Frau Klöckner, haben Sie damit gerechnet, dass Ihnen die Spitzenkandidatur der CDU in Rheinland-Pfalz von Christian Baldauf auf dem Silbertablett serviert wird?

Nein. So etwas ist kaum zu planen, und wenn, dann kommt es meist ganz anders. Entscheidend waren die Überlegungen von Christian Baldauf, ob er selbst antreten will oder nicht. Er fragte, ob ich dazu bereit wäre. Diesem ersten Gespräch folgten viele weitere. Es war eine Entwicklung in sehr freundschaftlicher Atmosphäre.

In der Bibel wird Salome nach ihrem Tanz der Kopf von Johannes dem Täufer auf einem Silbertablett gebracht.

Weder gab es Tanzmusik noch Silbertabletts.

Die Köpfe der CDU-Spitzenkandidaten in Rheinland-Pfalz werden seit bald zwanzig Jahren im Wahlkampf auf dem Silbertablett serviert. Neben der Berliner Union ist Ihr Landesverband der zerstrittenste.

(lacht) Die neue CDU Rheinland-Pfalz tickt anders. Wir gehen schon längst neue Wege und arbeiten auf gemeinsame Ziele hin.

Das klingt zu schön, um wahr zu sein.

Es ist wahr, und es ist schön.

Was ist denn in Ihrer Partei im Heimatland Helmut Kohls so lange schiefgelaufen?

Lagerbildungen kosteten Kraft und die freie Sicht. Lange Zeit gab es kein verbindendes Ziel, sondern Beschäftigung mit sich selbst.

Die SPD unter Rudolf Scharping und später Kurt Beck hat diese Schwäche entschlossen genutzt und mit Bedacht den politischen Boden kultiviert. Unter den SPD-Landesverbänden gleicht der in Rheinland-Pfalz noch am ehesten einer Volkspartei.

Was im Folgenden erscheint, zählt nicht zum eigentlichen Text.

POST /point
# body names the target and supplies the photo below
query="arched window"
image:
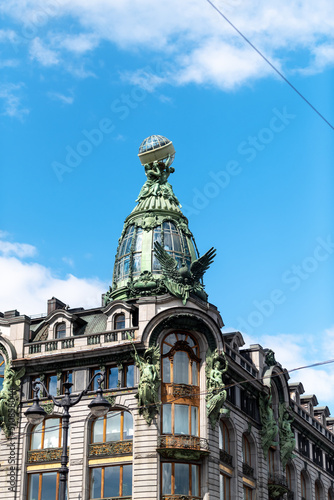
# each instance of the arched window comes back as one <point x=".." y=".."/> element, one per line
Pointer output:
<point x="47" y="434"/>
<point x="180" y="376"/>
<point x="45" y="437"/>
<point x="119" y="321"/>
<point x="2" y="370"/>
<point x="60" y="331"/>
<point x="111" y="435"/>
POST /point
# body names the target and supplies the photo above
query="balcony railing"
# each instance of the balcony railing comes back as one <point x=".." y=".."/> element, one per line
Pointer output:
<point x="46" y="455"/>
<point x="79" y="342"/>
<point x="185" y="446"/>
<point x="110" y="449"/>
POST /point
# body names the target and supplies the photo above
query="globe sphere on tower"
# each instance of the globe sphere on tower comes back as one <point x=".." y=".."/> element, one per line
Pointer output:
<point x="156" y="148"/>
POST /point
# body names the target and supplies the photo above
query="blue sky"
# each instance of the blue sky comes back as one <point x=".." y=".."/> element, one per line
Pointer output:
<point x="83" y="83"/>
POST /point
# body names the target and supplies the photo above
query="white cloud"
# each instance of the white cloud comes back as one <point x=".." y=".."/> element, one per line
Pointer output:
<point x="21" y="250"/>
<point x="44" y="55"/>
<point x="297" y="351"/>
<point x="57" y="96"/>
<point x="200" y="44"/>
<point x="10" y="96"/>
<point x="27" y="287"/>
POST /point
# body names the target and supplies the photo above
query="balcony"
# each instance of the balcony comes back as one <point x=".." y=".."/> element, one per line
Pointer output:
<point x="182" y="447"/>
<point x="110" y="449"/>
<point x="277" y="486"/>
<point x="79" y="342"/>
<point x="46" y="455"/>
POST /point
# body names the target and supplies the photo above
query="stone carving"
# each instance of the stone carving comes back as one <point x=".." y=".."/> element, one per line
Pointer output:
<point x="286" y="435"/>
<point x="183" y="281"/>
<point x="10" y="397"/>
<point x="149" y="383"/>
<point x="216" y="366"/>
<point x="269" y="426"/>
<point x="157" y="174"/>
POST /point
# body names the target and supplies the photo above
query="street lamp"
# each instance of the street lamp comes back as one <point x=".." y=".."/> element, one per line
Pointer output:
<point x="35" y="415"/>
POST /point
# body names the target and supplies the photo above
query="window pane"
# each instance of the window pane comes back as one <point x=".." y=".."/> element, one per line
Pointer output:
<point x="113" y="432"/>
<point x="51" y="437"/>
<point x="181" y="363"/>
<point x="166" y="479"/>
<point x="36" y="437"/>
<point x="127" y="480"/>
<point x="194" y="480"/>
<point x="113" y="377"/>
<point x="166" y="369"/>
<point x="130" y="379"/>
<point x="111" y="482"/>
<point x="181" y="479"/>
<point x="3" y="364"/>
<point x="95" y="483"/>
<point x="181" y="419"/>
<point x="33" y="486"/>
<point x="167" y="419"/>
<point x="53" y="385"/>
<point x="194" y="421"/>
<point x="49" y="484"/>
<point x="128" y="426"/>
<point x="194" y="373"/>
<point x="98" y="430"/>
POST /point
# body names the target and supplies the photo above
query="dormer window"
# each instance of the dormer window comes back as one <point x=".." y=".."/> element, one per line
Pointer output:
<point x="61" y="331"/>
<point x="119" y="322"/>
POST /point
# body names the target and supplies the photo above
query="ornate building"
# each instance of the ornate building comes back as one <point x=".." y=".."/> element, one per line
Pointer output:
<point x="193" y="414"/>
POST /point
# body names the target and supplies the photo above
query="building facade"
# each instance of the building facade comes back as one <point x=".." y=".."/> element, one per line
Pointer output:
<point x="194" y="415"/>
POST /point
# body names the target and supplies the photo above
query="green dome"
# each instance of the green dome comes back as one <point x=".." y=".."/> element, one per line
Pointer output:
<point x="155" y="230"/>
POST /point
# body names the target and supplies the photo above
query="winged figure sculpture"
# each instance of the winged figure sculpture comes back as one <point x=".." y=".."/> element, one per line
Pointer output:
<point x="182" y="281"/>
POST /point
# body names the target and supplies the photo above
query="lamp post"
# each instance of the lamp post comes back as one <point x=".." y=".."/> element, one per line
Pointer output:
<point x="36" y="414"/>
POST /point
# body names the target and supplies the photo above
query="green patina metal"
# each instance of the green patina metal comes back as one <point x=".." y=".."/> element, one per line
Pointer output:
<point x="10" y="397"/>
<point x="188" y="322"/>
<point x="269" y="425"/>
<point x="286" y="435"/>
<point x="216" y="366"/>
<point x="149" y="383"/>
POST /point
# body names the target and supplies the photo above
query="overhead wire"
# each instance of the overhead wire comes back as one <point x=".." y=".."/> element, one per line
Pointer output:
<point x="269" y="62"/>
<point x="197" y="394"/>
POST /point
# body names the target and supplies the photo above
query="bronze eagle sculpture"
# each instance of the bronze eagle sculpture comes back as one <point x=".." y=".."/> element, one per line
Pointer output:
<point x="182" y="281"/>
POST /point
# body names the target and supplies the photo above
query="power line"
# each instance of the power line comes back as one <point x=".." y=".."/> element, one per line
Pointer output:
<point x="269" y="62"/>
<point x="202" y="393"/>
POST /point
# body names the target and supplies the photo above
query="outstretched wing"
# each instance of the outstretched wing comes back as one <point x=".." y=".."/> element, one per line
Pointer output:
<point x="168" y="263"/>
<point x="199" y="266"/>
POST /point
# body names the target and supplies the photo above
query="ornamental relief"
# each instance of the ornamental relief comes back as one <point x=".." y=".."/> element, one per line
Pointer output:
<point x="112" y="448"/>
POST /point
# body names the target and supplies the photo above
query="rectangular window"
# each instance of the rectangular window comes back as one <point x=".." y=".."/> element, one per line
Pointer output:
<point x="43" y="486"/>
<point x="129" y="376"/>
<point x="114" y="481"/>
<point x="113" y="377"/>
<point x="180" y="479"/>
<point x="225" y="487"/>
<point x="181" y="423"/>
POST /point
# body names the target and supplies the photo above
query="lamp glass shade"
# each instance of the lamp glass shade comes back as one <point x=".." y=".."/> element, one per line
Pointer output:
<point x="99" y="406"/>
<point x="35" y="414"/>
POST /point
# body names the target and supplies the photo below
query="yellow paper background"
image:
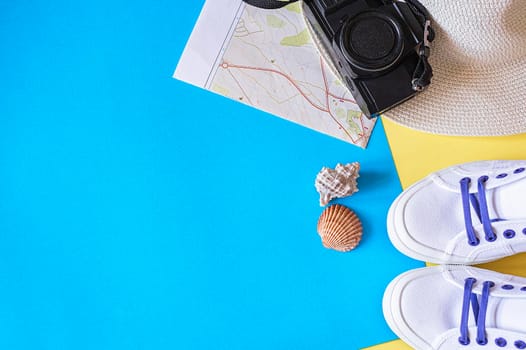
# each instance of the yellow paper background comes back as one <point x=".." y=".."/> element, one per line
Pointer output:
<point x="417" y="154"/>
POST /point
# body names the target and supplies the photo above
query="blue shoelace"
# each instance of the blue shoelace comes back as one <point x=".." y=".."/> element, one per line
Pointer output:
<point x="479" y="311"/>
<point x="480" y="205"/>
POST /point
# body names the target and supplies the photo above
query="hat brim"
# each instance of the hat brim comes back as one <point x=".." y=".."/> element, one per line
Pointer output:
<point x="467" y="98"/>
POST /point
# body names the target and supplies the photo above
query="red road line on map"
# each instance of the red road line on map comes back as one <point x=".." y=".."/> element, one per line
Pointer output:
<point x="240" y="87"/>
<point x="326" y="83"/>
<point x="228" y="65"/>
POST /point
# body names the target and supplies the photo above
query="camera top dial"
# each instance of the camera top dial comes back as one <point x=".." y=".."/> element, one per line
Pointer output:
<point x="371" y="41"/>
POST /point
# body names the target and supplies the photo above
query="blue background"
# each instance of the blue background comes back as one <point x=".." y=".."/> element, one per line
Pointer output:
<point x="139" y="212"/>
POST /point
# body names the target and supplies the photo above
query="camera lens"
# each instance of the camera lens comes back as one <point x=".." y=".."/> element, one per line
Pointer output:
<point x="371" y="41"/>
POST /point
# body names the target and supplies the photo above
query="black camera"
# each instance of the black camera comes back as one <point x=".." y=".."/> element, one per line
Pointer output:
<point x="378" y="47"/>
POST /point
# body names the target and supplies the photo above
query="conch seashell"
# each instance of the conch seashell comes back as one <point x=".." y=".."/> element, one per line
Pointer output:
<point x="337" y="183"/>
<point x="339" y="228"/>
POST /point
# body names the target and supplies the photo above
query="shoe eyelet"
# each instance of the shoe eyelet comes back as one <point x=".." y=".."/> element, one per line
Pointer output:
<point x="474" y="243"/>
<point x="463" y="341"/>
<point x="501" y="342"/>
<point x="482" y="341"/>
<point x="509" y="234"/>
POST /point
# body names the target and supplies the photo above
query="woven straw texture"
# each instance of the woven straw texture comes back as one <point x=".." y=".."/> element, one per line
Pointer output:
<point x="478" y="60"/>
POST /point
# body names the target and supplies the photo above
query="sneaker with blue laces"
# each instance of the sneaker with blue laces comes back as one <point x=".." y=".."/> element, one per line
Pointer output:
<point x="465" y="214"/>
<point x="457" y="307"/>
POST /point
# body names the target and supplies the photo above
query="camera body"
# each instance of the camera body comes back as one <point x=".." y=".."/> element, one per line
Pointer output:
<point x="372" y="45"/>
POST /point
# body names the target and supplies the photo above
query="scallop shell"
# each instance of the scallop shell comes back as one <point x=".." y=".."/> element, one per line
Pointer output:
<point x="339" y="228"/>
<point x="337" y="183"/>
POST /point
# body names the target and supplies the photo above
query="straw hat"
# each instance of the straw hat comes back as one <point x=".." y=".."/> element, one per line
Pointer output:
<point x="479" y="71"/>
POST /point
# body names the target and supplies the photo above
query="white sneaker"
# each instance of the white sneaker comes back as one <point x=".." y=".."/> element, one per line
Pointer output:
<point x="457" y="307"/>
<point x="465" y="214"/>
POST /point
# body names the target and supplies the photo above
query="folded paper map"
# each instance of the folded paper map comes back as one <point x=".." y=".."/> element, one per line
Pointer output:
<point x="267" y="59"/>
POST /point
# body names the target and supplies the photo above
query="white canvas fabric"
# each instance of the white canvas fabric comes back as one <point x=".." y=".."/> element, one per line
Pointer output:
<point x="424" y="308"/>
<point x="479" y="71"/>
<point x="427" y="221"/>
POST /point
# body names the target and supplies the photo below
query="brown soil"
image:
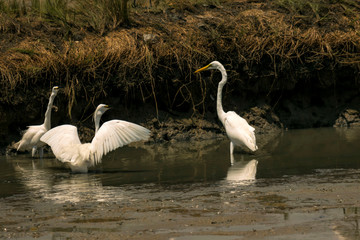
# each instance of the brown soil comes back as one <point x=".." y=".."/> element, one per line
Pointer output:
<point x="288" y="67"/>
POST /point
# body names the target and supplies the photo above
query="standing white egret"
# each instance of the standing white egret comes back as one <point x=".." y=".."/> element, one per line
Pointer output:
<point x="66" y="146"/>
<point x="32" y="135"/>
<point x="237" y="128"/>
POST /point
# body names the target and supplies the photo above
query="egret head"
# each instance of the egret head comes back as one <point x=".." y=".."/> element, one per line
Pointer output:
<point x="55" y="89"/>
<point x="213" y="65"/>
<point x="101" y="109"/>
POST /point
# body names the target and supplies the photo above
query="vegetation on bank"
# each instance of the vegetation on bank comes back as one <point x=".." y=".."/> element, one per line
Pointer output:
<point x="86" y="47"/>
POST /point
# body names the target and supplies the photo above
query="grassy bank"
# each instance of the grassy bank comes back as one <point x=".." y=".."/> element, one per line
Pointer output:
<point x="267" y="47"/>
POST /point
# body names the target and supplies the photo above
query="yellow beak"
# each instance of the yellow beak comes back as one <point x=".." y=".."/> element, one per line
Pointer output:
<point x="203" y="68"/>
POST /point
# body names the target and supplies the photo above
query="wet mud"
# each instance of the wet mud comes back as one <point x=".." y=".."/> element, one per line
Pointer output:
<point x="292" y="188"/>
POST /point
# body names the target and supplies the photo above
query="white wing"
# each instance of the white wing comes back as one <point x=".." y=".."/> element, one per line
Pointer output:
<point x="63" y="140"/>
<point x="31" y="137"/>
<point x="238" y="122"/>
<point x="114" y="134"/>
<point x="239" y="131"/>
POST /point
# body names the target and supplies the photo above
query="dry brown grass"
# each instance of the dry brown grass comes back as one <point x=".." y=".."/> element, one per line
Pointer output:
<point x="255" y="41"/>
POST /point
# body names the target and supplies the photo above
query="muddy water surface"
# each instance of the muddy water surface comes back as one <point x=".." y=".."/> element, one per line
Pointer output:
<point x="300" y="184"/>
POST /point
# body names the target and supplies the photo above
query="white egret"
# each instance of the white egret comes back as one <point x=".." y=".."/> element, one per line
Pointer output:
<point x="66" y="146"/>
<point x="237" y="128"/>
<point x="32" y="135"/>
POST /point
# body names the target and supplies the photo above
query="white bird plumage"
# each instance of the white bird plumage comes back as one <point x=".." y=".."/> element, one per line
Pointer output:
<point x="66" y="146"/>
<point x="237" y="128"/>
<point x="32" y="135"/>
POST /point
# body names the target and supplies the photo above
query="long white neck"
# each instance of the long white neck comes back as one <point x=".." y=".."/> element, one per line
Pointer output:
<point x="97" y="117"/>
<point x="220" y="111"/>
<point x="47" y="121"/>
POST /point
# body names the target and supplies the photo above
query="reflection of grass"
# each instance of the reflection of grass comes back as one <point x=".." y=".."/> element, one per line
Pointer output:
<point x="80" y="45"/>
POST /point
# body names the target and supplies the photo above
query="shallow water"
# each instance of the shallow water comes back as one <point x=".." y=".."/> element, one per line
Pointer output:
<point x="299" y="183"/>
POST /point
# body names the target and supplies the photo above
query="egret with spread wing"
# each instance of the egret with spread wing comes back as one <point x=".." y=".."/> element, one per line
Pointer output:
<point x="66" y="146"/>
<point x="237" y="128"/>
<point x="32" y="135"/>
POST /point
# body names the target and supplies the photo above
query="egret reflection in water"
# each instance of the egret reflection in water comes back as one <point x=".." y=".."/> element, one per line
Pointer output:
<point x="64" y="187"/>
<point x="242" y="171"/>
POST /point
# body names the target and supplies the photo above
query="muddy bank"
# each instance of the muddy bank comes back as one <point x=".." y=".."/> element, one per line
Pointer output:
<point x="289" y="66"/>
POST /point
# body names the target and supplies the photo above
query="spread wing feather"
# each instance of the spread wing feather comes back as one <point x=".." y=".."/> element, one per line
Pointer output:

Gewagte Aussage. Europawahlen, Bundestagswahlen und Kommunalwahlen zeigen, dass die CDU eine erfolgreiche Volkspartei ist. Und die Zeit der Lagerbildung ist vorüber, das merken nicht nur die rund 50.000 Parteimitglieder. Beim politischen Mitbewerber hat man dagegen den Eindruck, dass immer zuerst die Partei, dann lange nichts und dann endlich das Land zählt.

Haben Sie schon in dem Buch gelesen, das Ihnen der Ministerpräsident hat zukommen lassen: Friedrich Engels, „Die Frau und der Sozialismus“?

August Bebel ist der Autor. Für Bebel ist die volle Gleichberechtigung nur im sozialistischen Staat möglich. Das entspricht nicht meiner Sichtweise.

Die da wäre?

Frauen und Männer sind zum Glück verschieden. Wie langweilig wäre es ohne Männer auf der Welt! Unsere Mütter und Großmütter haben viel geleistet für die Gleichberechtigung von Mann und Frau. In Bildung und Erwerbsleben wurde viel erreicht für mehr Chancen für Frauen. Weitere Anstrengungen lohnen sich. Zugleich müssen wir aber auch achtgeben, dass in der Förderung von Jugendlichen nicht die Jungs vernachlässigt werden. Deshalb kann der sogenannte „Girls’ Day“ nicht so bleiben, wie er ist.

Die kanadische Feministin Susan Pinker meint, dass Frauen gemeinhin andere Lebensziele verfolgen als Männer.

Vermutlich hat sie recht. Ich halte auch nichts von Gleichmacherei. Das sind letztlich individuelle Entscheidungen. Dafür muss es Wahlfreiheit geben.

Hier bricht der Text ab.